Right now, Americans can purchase nearly limitless quantities of masks, hand sanitizer, and other personal protective equipment. Amazon even sells N95 respirators -- the mask preferred by doctors and nurses working in intensive care units full of Covid-19 patients -- for less than $1.

But this time last year, it was an entirely different story. Personal protective equipment was so scarce that people started calling hand sanitizer "liquid gold." Even hospitals and doctor's offices were running out of PPE -- giving workers no choice but to reuse the same masks and protective gowns day after day. The shortages almost certainly cost some healthcare workers their lives.

Covid-19 won't be the last pandemic we face. We need to be much better prepared next time -- with ample stockpiles of PPE ready to distribute to areas in need.

Last spring, the virus laid bare the vulnerabilities in our healthcare supply chains. Prior to Covid-19, China supplied 90 percent of America's medical masks and half of the world's PPE. But China's strict lockdowns shuttered factories in January and February, leaving America unable to acquire enough supplies to prepare for the coming surge of infections. The ensuing shortages were so severe that U.S. distilleries pivoted from making liquor to producing hand sanitizer.

The shortages hit hospitals in disadvantaged communities the hardest.

These hospitals disproportionately serve older, sicker, minority patients who are more likely to be on Medicare and Medicaid -- or uninsured entirely. These patients require more care and need to be readmitted more frequently.

As a result, these institutions operate on razor-thin margins and struggle to keep their doors open even in normal times. So they can't always afford to keep months' worth of PPE on hand. As the CEO of California's Mee Memorial Healthcare System told Becker's Hospital Review, rural facilities "have issues such as shortage of cash and less storage that larger facilities don't encounter."

Hospitals in wealthier urban and suburban neighborhoods, by contrast, often have storerooms full of supplies.

When doctors and nurses in disadvantaged hospitals lack PPE, it ultimately affects patient outcomes too. If providers don't have adequate protection from an airborne virus, they're more likely to contract the infection and pass it along to patients -- who were already at higher risk due to their incomes, ages, and ethnicities.

It's a vicious, self-reinforcing cycle.

Fortunately, there's a way to break it -- and potentially save thousands of lives in the inevitable next health crisis.

The supply challenge has been addressed. Domestic PPE manufacturing know-how and capacity means that the next crisis can be met with masks and other critical PPE made here in America, decreasing our reliance on global supply chains.
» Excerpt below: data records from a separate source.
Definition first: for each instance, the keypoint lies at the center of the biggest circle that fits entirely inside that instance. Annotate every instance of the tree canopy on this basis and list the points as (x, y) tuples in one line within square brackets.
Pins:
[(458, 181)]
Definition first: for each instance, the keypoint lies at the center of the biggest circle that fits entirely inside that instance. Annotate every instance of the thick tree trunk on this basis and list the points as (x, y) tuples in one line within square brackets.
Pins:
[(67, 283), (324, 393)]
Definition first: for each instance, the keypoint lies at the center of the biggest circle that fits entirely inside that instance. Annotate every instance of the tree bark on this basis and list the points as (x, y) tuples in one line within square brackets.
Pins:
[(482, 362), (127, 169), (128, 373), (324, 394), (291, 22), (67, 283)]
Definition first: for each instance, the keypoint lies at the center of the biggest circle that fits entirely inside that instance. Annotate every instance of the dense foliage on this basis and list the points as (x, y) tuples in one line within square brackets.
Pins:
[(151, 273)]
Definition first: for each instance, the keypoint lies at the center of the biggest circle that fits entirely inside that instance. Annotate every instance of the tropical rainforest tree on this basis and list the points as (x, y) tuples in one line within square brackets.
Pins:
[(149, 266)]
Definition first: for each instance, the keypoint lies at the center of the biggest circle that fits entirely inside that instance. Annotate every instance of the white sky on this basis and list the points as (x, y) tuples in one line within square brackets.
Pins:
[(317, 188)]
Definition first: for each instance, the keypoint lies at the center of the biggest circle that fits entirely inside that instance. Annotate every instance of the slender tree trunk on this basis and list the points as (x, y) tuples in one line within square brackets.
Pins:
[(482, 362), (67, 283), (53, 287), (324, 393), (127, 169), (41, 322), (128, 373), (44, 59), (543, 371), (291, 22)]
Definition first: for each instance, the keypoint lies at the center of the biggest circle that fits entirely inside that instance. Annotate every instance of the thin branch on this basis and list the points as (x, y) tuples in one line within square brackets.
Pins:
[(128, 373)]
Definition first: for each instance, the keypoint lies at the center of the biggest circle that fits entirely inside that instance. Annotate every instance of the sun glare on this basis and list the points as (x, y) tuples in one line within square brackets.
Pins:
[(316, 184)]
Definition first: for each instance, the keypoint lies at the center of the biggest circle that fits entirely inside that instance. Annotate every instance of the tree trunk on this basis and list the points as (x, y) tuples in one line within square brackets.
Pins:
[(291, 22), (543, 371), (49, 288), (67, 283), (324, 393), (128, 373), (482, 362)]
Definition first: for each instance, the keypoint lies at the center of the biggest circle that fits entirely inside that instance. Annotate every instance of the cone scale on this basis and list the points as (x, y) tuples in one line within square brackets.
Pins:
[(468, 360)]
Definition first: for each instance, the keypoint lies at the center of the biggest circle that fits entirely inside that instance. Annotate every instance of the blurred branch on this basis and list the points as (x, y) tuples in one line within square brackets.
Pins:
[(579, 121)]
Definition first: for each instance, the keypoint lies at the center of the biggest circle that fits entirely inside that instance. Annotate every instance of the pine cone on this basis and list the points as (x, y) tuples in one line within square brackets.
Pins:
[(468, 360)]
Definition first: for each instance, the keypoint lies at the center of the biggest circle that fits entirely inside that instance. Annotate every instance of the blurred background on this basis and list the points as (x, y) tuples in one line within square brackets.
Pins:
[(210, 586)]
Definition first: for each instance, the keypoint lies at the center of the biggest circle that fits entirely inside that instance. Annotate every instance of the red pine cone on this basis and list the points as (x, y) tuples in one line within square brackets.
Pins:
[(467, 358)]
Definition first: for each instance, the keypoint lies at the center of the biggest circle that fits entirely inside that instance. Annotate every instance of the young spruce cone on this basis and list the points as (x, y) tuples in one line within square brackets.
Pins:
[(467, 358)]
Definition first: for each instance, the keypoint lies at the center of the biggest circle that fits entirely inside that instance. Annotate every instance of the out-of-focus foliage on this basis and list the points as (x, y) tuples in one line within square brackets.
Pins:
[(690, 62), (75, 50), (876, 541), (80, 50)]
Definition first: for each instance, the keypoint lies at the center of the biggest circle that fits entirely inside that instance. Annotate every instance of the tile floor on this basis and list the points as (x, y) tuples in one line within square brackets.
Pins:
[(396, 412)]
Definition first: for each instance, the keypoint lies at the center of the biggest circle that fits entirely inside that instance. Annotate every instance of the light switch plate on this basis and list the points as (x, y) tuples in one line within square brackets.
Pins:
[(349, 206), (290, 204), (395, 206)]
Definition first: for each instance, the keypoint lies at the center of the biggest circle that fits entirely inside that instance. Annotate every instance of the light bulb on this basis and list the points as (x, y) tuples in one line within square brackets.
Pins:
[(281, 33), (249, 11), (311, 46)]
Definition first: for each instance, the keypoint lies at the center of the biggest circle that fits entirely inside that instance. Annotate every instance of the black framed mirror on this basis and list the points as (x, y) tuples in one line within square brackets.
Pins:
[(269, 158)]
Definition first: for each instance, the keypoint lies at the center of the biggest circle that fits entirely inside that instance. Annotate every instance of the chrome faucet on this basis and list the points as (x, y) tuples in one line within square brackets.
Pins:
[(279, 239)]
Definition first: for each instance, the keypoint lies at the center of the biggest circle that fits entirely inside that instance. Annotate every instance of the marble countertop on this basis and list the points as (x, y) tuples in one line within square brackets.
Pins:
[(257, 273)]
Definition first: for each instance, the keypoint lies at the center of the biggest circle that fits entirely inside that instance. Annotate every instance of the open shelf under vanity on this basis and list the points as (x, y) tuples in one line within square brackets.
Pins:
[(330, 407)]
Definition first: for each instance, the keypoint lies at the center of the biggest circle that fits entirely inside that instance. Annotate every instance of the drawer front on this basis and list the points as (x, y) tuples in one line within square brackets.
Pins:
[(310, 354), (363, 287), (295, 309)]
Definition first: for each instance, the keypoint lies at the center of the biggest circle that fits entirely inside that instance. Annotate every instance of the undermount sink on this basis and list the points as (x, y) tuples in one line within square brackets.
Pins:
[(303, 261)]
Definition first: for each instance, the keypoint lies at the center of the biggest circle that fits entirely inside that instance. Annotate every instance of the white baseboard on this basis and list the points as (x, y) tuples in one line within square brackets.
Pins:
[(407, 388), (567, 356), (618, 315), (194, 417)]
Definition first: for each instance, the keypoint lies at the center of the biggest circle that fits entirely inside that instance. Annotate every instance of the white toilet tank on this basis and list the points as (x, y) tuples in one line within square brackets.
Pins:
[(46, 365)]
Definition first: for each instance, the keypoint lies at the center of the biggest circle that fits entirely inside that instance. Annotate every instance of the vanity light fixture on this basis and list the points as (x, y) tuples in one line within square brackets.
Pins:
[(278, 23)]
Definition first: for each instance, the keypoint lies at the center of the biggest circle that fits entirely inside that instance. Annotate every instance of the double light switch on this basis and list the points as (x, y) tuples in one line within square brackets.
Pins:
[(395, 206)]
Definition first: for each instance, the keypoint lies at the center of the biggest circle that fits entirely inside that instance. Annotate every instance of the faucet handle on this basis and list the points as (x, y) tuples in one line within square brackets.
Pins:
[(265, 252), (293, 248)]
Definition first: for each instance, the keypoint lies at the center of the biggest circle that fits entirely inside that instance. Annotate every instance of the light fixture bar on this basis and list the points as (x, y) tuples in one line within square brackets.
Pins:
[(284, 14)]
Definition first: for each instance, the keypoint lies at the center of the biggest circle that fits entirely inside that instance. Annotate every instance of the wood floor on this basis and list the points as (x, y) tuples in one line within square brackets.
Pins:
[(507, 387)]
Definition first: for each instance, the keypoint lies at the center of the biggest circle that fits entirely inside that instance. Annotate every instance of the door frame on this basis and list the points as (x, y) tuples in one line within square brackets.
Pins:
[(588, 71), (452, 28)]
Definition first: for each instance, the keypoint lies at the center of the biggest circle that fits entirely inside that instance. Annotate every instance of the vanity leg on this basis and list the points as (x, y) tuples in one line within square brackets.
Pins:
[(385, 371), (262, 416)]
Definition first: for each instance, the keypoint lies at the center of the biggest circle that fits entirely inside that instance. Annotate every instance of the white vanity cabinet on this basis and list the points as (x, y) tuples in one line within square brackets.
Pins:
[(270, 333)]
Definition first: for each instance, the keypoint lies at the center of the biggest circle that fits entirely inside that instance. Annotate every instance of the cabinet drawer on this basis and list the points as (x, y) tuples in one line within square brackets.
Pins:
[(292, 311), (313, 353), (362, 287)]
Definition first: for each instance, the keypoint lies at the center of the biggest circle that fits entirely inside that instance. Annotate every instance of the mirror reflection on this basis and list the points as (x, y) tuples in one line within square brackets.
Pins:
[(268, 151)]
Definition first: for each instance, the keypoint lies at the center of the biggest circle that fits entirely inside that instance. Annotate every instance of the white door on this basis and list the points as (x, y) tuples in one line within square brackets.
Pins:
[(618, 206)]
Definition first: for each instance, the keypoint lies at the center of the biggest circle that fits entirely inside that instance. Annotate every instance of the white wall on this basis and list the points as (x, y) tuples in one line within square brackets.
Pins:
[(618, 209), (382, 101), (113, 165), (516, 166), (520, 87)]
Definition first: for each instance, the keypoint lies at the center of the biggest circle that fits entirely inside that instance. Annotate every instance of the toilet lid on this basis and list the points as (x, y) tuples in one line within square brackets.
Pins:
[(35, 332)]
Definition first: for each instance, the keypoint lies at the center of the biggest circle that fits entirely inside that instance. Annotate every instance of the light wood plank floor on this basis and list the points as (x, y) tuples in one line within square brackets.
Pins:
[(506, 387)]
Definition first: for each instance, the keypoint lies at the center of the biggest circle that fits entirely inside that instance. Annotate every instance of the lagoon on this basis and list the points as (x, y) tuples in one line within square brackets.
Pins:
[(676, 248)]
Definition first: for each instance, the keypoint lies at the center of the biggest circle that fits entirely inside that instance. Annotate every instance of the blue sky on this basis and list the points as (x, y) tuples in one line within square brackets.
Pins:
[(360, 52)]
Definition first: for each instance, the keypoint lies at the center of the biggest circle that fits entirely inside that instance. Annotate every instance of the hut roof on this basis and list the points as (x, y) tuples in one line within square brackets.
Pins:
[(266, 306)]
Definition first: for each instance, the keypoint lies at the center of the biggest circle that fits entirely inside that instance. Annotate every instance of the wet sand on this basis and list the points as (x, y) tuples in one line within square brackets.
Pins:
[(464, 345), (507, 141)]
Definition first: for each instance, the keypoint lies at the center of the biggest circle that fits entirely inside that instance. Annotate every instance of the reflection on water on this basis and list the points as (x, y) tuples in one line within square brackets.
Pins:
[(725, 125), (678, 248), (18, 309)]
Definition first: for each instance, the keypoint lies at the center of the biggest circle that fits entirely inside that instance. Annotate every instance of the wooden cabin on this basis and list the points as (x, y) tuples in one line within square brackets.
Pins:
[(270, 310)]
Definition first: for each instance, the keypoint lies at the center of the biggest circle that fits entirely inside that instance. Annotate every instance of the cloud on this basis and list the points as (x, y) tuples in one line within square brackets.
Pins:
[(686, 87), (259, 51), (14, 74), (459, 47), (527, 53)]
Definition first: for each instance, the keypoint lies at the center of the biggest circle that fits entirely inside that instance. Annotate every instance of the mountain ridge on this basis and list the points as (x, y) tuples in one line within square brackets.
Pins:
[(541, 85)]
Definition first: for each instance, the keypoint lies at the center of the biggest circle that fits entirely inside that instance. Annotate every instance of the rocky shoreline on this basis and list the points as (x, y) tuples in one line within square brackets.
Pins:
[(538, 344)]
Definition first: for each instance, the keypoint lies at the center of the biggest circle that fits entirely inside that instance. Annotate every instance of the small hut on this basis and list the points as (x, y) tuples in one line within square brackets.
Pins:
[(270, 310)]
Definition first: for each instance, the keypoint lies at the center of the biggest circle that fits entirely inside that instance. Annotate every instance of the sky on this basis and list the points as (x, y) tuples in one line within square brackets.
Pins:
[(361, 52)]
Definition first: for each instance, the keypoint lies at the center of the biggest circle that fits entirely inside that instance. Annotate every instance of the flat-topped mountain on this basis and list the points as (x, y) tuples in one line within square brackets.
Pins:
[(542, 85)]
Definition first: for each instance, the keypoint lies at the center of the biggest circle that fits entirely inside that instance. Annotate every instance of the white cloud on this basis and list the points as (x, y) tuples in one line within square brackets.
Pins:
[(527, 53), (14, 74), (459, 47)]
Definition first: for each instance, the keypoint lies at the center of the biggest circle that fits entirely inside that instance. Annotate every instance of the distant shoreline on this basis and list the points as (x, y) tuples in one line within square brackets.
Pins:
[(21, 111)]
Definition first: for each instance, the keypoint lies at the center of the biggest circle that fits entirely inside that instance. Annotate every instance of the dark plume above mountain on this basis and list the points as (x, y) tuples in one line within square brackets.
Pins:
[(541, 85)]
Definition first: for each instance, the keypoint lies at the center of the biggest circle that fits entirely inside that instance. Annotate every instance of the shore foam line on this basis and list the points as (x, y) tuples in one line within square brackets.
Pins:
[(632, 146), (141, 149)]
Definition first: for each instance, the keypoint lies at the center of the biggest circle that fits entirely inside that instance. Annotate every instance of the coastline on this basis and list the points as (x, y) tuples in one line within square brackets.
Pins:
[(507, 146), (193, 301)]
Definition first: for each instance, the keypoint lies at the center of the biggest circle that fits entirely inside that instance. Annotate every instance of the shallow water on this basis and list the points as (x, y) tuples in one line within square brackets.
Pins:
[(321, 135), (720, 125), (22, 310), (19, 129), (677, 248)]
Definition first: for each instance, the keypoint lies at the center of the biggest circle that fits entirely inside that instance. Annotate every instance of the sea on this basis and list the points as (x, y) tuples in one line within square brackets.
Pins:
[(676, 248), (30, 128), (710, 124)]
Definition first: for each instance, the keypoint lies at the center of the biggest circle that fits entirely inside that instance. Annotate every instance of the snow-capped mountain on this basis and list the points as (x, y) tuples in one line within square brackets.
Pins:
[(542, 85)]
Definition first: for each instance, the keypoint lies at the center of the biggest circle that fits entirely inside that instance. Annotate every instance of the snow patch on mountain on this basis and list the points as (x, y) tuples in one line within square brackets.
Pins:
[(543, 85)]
But matching supply with demand will require more effort.

Establishing a federal data-sharing network would allow public health authorities and hospital administrators to track which facilities have adequate PPE stockpiles -- and which don't. No such network currently exists, which makes it difficult to know which hospitals and clinics are close to running out of supplies.

The Biden administration's Department of Health and Human Services can take action now to bridge these supply and demand gaps. HHS can start by conducting outreach to state health and emergency response agencies, informing them of CARES Act funds that can support state-level stockpiles. Pre-deploying more supplies locally would increase awareness and resilience during the next pandemic.

Congress should play a role as well by authorizing and funding the FDA's ability to collect and share standardized information on state and local PPE and crucial medicines supplies. Such data sharing would help public-private partnerships disseminate supplies where they're needed, when they're needed -- and re-route those supplies during localized emergencies.

As an example of how that might work, imagine if a Detroit hospital had been running low on masks during Michigan's recent Covid-19 surge. If the FDA were tracking PPE supply and demand in real time, it could have helped route more supplies to where they were needed.

Doctors and nurses should never have to reuse old PPE or worry about supply shortages, no matter what communities they serve. With the right planning, they won't have to.

Dr. David Bray is the inaugural director of the Atlantic Council’s GeoTech Center. He served as IT chief for the Centers for Disease Control and Prevention’s Bioterrorism Preparedness and Response Program from 2000-2005 and responded to 9/11, anthrax in 2001, West Nile Virus, Severe Acute Respiratory Syndrome, monkeypox in 2003, and other outbreak events.